In 1971, the USSR delivered the first planetary rovers on skis to Mars, whose task was to puncture the surface with a rod (housing a dynamic penetrometer and a radiation densitometer) to see if Mars was solid or liquid dusty. The first probe crashed on November 27; the second soft-landed on December 2 but didn't manage to get out of the "shell" of the lander, so that attempt didn't count.
This article was originally published in Russian on habrahabr.ru. The original and translated versions are posted on our website with the permission of the author.
25 years later
On July 4, 1997, the U.S. probe arrived at Mars and brought a "sojourner" with the first bug.

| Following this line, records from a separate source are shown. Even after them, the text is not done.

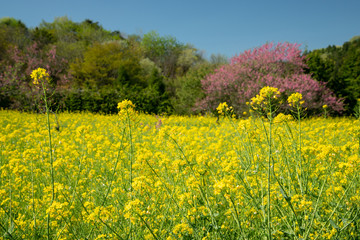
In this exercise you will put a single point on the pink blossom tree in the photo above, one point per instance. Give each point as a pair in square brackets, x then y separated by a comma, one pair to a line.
[277, 65]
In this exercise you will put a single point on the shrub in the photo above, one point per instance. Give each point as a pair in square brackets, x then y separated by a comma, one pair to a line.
[281, 66]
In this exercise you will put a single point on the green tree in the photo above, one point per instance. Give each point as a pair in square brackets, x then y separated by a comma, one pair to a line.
[189, 89]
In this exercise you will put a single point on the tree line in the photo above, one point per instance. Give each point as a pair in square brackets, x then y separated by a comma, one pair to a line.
[92, 69]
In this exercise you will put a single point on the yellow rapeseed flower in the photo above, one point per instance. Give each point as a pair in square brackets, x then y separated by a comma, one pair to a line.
[295, 99]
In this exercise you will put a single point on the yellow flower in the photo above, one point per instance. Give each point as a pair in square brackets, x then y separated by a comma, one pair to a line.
[38, 75]
[295, 99]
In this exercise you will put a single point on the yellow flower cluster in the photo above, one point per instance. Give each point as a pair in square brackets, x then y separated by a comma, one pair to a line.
[39, 75]
[189, 179]
[294, 100]
[223, 109]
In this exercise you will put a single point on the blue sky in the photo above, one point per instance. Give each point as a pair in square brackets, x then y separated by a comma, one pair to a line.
[225, 27]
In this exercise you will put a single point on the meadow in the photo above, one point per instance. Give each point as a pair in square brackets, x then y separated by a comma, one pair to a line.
[138, 176]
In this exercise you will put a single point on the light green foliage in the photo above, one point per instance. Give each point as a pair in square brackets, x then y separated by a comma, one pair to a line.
[189, 90]
[105, 64]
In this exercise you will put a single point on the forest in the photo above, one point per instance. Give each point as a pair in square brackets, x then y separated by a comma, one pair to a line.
[92, 69]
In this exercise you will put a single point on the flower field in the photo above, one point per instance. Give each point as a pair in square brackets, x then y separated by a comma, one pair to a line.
[137, 176]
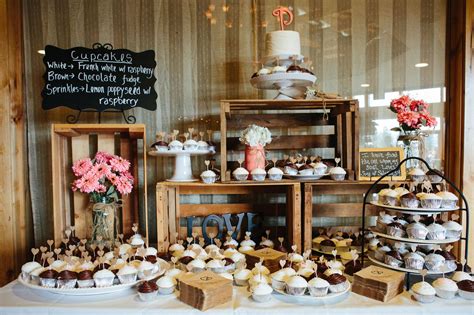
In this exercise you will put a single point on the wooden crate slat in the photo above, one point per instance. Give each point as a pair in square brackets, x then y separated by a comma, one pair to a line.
[342, 210]
[289, 142]
[241, 121]
[80, 150]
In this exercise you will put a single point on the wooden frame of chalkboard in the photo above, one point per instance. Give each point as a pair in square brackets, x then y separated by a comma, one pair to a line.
[376, 162]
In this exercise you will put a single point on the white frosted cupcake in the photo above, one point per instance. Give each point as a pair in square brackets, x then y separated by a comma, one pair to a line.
[166, 285]
[436, 232]
[318, 287]
[275, 173]
[240, 174]
[296, 285]
[127, 274]
[423, 292]
[104, 278]
[262, 292]
[445, 288]
[449, 200]
[242, 276]
[258, 174]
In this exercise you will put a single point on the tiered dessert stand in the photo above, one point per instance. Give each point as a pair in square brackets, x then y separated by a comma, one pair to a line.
[416, 211]
[290, 85]
[182, 164]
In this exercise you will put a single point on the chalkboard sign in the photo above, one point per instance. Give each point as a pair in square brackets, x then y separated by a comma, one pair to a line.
[99, 79]
[374, 163]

Image from sci-fi film "The Martian". The main character is carrying the Sojourner rover
The mission was at risk, but the powerful debugging functionality provided by the operating system, and professionalism of the programmers back on Earth (the guys did know their subject) enabled NASA to fix the bug in a short time.
The mission's cost was relatively small — $265 million.
The rover operated for 83 sols.
The rover's name, "Sojourner", originates from the Bible, where it means "traveler", and was selected in an essay contest won by V. Ambroise, a 12-year-old from U.S. state of Connecticut. It is named for abolitionist and women's rights activist Sojourner Truth.
Priority inversion occurs when two or more threads with different priorities start competing for CPU resources.
The lander was carrying a radiation-hardened IBM Risc 6000 Single Chip (Rad6000 SC) 20 MIPS CPU with 128 Mbytes of RAM and 6 Mbytes of EEPROM. The operating system used was VxWorks.
The rover employed a 0.1 MIPS Intel 80C85 CPU with 512 Kbytes of RAM and 176 Kbyte of flash memory solid-state storage.
Three tasks with different priorities waiting around on the 1553 bus.
When collecting meteorological data, the system hung and started to reset repeatedly. The engineers on Earth ran a duplicate of the software and got down to work figuring out what was wrong. After 18 hours of studying detailed logs, they found the cause of the malfunction.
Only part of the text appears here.